Taking DORAL with certain other medicines can cause side effects or affect how well DORAL or the other medicines work.

Do not start or stop other medicines without talking to your healthcare provider.

How should I take DORAL?

· If you take too much DORAL or overdose, get emergency treatment right away.

What should I avoid while taking DORAL?

· Do not drive, operate machinery, do other dangerous activities or do anything that needs you to be alert until you know how DORAL affects you. You may still feel drowsy the next day after taking DORAL.

· You should not drink alcohol while you are taking DORAL.

What are the possible side effects of DORAL?

DORAL may cause serious side effects, including:

See “What is the most important information I should know about DORAL?”

· Withdrawal symptoms. You may have withdrawal symptoms if you stop taking DORAL suddenly. Withdrawal symptoms can be serious and include seizures. Mild withdrawal symptoms include a depressed mood and trouble sleeping. Talk to your healthcare provider about slowly stopping DORAL to avoid withdrawal symptoms.
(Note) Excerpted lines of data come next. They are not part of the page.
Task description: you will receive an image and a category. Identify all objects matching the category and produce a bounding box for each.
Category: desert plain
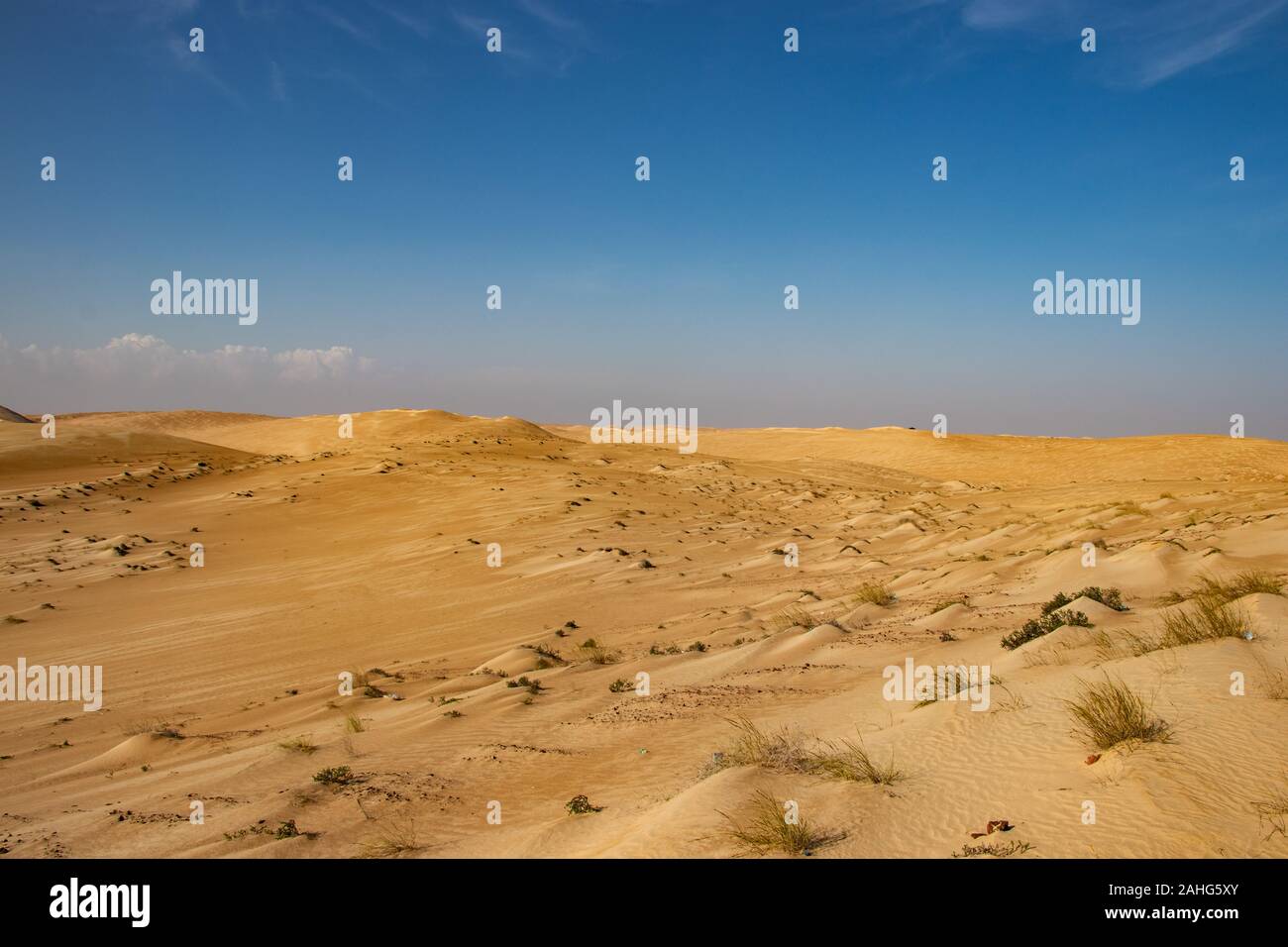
[0,410,1288,858]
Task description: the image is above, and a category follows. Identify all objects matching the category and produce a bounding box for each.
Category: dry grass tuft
[720,789,844,856]
[854,582,896,608]
[1065,676,1171,750]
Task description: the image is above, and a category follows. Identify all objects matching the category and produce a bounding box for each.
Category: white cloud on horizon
[961,0,1288,89]
[0,333,376,411]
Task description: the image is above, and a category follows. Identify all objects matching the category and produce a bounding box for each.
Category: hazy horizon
[0,0,1288,440]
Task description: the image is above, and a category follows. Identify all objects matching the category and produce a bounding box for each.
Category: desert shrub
[810,740,905,786]
[1065,676,1171,750]
[1160,594,1248,648]
[564,796,604,815]
[720,789,831,856]
[313,767,357,786]
[854,582,896,607]
[1002,609,1091,651]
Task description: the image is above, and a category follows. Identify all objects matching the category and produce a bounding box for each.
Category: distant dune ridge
[0,404,35,424]
[0,410,1288,858]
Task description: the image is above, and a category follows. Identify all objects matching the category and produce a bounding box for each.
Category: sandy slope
[0,411,1288,857]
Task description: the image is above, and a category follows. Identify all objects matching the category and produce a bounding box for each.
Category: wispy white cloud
[961,0,1288,87]
[308,4,380,49]
[368,0,430,40]
[0,333,376,410]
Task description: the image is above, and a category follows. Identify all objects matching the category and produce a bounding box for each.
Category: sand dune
[0,410,1288,857]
· Other conditions. Call your healthcare provider if your insomnia worsens or is not better within 7 to 10 days. This may mean that there is another condition causing your sleep problem.

· Severe allergic reactions. Symptoms include swelling of the tongue or throat, and trouble breathing. Other symptoms may include nausea and vomiting. Get emergency medical help right away if you have these symptoms after taking DORAL.

· Abnormal thoughts and behavior. Symptoms include more outgoing or aggressive behavior than normal, confusion, agitation, hallucinations, worsening of depression, and suicidal thoughts.

· Depression. Pre-existing depression may emerge or worsen during use of benzodiazepines including DORAL.

· Abuse and dependence. Taking DORAL can cause physical and psychological dependence. Physical and psychological dependence is not the same as drug addiction. Your healthcare provider can tell you more about the differences between physical and psychological dependence and drug addiction.